Public Training and Development Dataset: Updates and Fixes

Public Training and Development Dataset: Updates and Fixes  

  By: anindo on May 13, 2022, 12:05 a.m.

The PI-CAI: Public Training and Development Dataset, consisting of 1500 multi-center, multi-vendor cases, is now online! Learn more about all the considerations that we've made to curate and release the all-new largest public training dataset for prostate cancer detection in MRI: pi-cai.grand-challenge.org/DATA/. Please monitor this thread for all updates and fixes regarding this dataset.

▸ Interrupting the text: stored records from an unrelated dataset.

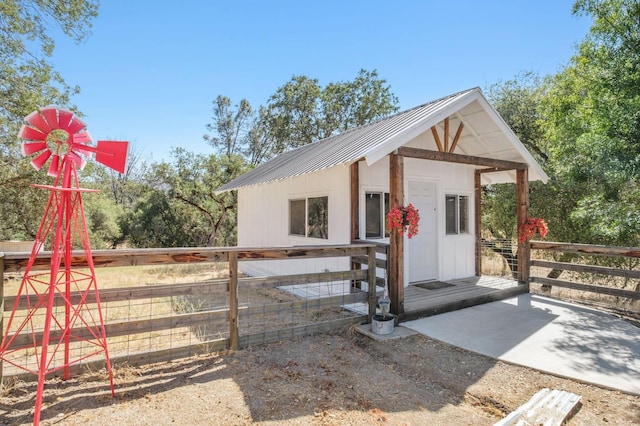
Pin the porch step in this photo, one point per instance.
(476, 296)
(547, 407)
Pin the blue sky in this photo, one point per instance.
(150, 70)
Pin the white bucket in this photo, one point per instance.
(382, 325)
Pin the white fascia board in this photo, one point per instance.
(404, 136)
(538, 173)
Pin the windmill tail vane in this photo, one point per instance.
(58, 135)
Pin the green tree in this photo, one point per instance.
(593, 125)
(28, 80)
(301, 111)
(180, 208)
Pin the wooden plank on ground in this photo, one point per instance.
(547, 407)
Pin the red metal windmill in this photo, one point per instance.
(64, 323)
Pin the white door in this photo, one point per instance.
(422, 247)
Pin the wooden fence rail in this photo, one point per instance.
(584, 268)
(231, 303)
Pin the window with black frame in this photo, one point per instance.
(309, 217)
(456, 214)
(376, 210)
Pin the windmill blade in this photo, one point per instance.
(39, 161)
(79, 161)
(75, 125)
(36, 120)
(54, 167)
(32, 148)
(51, 115)
(64, 118)
(112, 154)
(81, 138)
(27, 132)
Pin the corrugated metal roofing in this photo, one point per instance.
(375, 140)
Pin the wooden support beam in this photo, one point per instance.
(371, 282)
(522, 208)
(436, 137)
(478, 221)
(1, 308)
(456, 138)
(446, 134)
(426, 154)
(234, 337)
(396, 239)
(355, 201)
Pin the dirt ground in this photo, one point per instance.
(331, 379)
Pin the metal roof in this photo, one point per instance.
(483, 127)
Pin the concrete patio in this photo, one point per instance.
(560, 338)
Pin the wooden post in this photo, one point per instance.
(396, 239)
(233, 301)
(522, 199)
(355, 201)
(371, 279)
(478, 221)
(1, 309)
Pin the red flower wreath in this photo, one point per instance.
(404, 219)
(530, 227)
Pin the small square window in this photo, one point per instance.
(297, 214)
(457, 214)
(309, 217)
(318, 217)
(451, 211)
(376, 211)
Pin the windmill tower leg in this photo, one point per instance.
(63, 224)
(56, 133)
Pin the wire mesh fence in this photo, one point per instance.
(160, 312)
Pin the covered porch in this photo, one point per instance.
(436, 297)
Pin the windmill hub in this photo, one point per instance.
(58, 141)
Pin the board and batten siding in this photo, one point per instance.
(263, 220)
(456, 253)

Imaging data has been released via: zenodo.org/record/6624726 (DOI: 10.5281/zenodo.6624726). Annotations have been released and are maintained via: github.com/DIAGNijmegen/picai_labels.

Updates since v1.0:

  • Diffusion b-value for all high b-value DWI scans, as present in the DICOM attribute (0018,9087).
  • File 10121_1000121_t2w.mha (i.e. T2W imaging for study ID 1000121, under patient ID 10121) was corrupted.
  • Folder 10403 (including all imaging for study ID 1000409, under patient ID 10403) was missing.
  • Clinical outcome lesion_GS for study 1001040 under patient 11020, as stated in the overall clinical information marksheet, was missing.
  • High b-value DWI scan for study 1000715 under patient 10699, was incorrect.
  • Clinical variable patient_age, as stated in the metadata/header of each MRI scan and the overall clinical information marksheet, was inconsistent or incorrect for nearly half of all training cases.
  • Intensity values for Philips-based MRI scans were incorrectly rescaled during conversion from DICOM to MHA (see #1766 for more details).

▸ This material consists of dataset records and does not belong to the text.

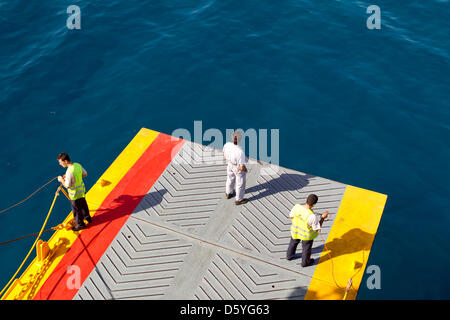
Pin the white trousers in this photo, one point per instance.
(235, 179)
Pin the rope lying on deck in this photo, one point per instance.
(34, 192)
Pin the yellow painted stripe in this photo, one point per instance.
(349, 243)
(94, 197)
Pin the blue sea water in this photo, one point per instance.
(369, 108)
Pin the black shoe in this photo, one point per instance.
(241, 202)
(311, 262)
(78, 228)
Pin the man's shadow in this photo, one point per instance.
(284, 182)
(352, 241)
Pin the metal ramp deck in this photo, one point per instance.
(186, 241)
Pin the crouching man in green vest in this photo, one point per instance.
(305, 227)
(73, 181)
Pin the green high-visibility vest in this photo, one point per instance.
(299, 228)
(77, 191)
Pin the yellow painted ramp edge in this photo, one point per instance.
(348, 245)
(31, 280)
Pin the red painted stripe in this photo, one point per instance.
(110, 218)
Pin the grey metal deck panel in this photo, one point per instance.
(186, 241)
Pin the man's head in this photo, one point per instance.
(64, 159)
(236, 137)
(312, 200)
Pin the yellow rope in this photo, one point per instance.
(34, 244)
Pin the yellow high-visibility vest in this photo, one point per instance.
(77, 191)
(299, 228)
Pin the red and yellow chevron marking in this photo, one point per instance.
(111, 201)
(348, 245)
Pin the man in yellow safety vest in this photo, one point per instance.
(305, 227)
(73, 181)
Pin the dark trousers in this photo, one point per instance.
(80, 211)
(306, 250)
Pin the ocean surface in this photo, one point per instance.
(369, 108)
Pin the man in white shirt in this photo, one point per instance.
(236, 169)
(305, 228)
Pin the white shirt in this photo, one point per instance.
(234, 154)
(70, 179)
(313, 220)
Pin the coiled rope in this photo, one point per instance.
(37, 239)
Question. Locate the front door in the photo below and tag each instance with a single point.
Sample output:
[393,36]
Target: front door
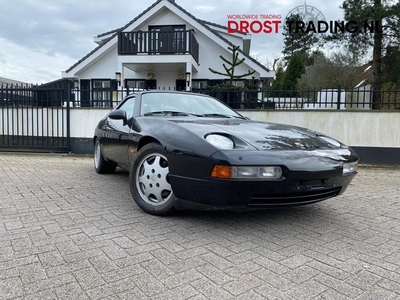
[180,85]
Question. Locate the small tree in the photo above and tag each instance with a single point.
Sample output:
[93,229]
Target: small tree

Pending Updates (scheduled to be added in 2-4 weeks):

Pending Fixes: None at the moment. Please do not hesitate to let us know if you come across any other issues!

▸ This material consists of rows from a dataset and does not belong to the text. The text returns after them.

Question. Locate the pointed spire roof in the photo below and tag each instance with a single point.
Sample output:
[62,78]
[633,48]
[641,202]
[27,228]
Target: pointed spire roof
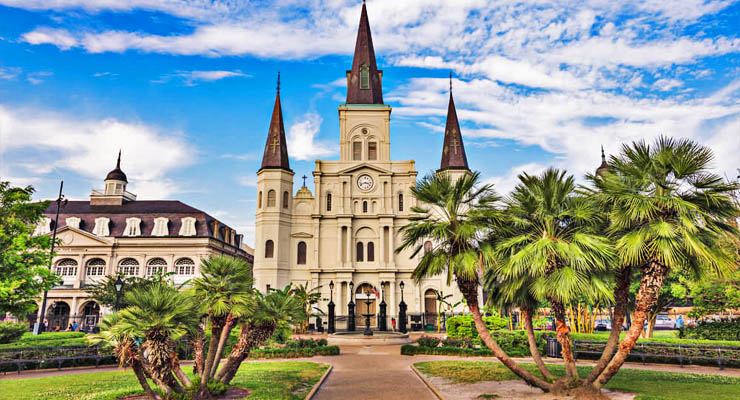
[117,174]
[453,150]
[276,148]
[364,79]
[604,165]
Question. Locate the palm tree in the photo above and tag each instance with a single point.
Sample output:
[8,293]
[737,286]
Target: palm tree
[159,315]
[555,241]
[224,291]
[270,310]
[668,211]
[125,348]
[456,216]
[515,293]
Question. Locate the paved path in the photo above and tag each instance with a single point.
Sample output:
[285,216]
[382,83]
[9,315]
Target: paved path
[372,372]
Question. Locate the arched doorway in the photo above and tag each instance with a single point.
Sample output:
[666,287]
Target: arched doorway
[90,314]
[58,316]
[430,308]
[363,294]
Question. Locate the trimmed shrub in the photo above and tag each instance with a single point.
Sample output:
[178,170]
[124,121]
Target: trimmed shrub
[298,352]
[464,326]
[428,341]
[722,329]
[11,331]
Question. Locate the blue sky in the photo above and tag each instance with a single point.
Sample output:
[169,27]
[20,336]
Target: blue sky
[186,88]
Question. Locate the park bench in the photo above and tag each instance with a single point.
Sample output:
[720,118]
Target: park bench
[683,353]
[59,355]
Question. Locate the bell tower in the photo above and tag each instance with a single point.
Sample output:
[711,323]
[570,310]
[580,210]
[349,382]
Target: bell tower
[364,121]
[274,205]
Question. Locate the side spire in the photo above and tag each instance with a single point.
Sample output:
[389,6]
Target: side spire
[276,148]
[364,79]
[453,150]
[604,167]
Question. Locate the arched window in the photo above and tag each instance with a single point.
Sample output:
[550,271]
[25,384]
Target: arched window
[95,267]
[128,267]
[156,266]
[364,76]
[360,251]
[301,253]
[67,267]
[372,150]
[184,266]
[269,248]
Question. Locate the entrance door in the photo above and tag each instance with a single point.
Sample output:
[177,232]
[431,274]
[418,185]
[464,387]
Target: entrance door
[363,294]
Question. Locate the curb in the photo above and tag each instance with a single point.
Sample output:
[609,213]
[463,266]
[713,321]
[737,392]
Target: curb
[426,382]
[319,383]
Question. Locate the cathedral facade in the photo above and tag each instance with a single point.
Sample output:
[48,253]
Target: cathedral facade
[347,231]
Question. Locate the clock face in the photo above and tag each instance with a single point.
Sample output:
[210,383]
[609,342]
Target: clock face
[365,182]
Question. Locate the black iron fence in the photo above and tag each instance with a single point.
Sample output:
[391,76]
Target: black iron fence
[657,352]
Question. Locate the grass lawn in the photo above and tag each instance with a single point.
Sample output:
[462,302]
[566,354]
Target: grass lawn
[267,380]
[650,385]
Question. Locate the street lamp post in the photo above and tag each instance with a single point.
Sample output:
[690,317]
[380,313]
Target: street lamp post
[119,288]
[351,308]
[332,317]
[402,312]
[42,310]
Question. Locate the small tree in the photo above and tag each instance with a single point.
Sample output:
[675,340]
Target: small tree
[24,258]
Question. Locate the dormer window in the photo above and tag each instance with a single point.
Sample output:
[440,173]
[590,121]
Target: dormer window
[364,76]
[73,222]
[101,226]
[187,227]
[160,227]
[133,227]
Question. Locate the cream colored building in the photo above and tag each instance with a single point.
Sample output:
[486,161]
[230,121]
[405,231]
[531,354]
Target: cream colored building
[348,229]
[114,233]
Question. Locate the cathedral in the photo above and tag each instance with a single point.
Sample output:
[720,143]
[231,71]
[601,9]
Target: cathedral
[342,238]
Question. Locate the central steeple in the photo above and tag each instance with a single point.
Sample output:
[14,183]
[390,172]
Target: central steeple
[364,80]
[276,148]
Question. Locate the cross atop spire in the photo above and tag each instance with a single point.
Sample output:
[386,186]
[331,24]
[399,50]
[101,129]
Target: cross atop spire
[276,148]
[453,150]
[364,79]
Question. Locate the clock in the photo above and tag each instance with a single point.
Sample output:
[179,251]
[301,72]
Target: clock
[365,182]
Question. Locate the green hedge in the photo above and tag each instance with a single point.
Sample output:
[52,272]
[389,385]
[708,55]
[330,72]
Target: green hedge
[295,352]
[724,329]
[463,326]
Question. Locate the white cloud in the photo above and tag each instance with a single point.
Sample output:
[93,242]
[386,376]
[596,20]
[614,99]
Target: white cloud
[191,78]
[89,147]
[302,139]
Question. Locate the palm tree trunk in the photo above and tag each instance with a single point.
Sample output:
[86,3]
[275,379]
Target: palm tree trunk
[563,335]
[225,333]
[141,377]
[533,349]
[211,355]
[621,298]
[652,281]
[198,344]
[250,337]
[470,291]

 Last edited by: anindo on Aug. 15, 2023, 12:56 p.m., edited 33 times in total.

Re: Public Training and Development Dataset: Updates and Fixes  

  By: enslay on May 25, 2022, 12:08 a.m.

Hello, thanks for organizing this challenge! This is a massive data set! Your Philips Ingenia scanner has tricked your data preprocessor to scale ADC in a strange way (off by a factor of 1000). There's a rescale/intercept tag in the original DICOM that is causing your DICOM reader to do something strange to the ADC images. I've seen this before (although I don't remember the scanners responsible for it!).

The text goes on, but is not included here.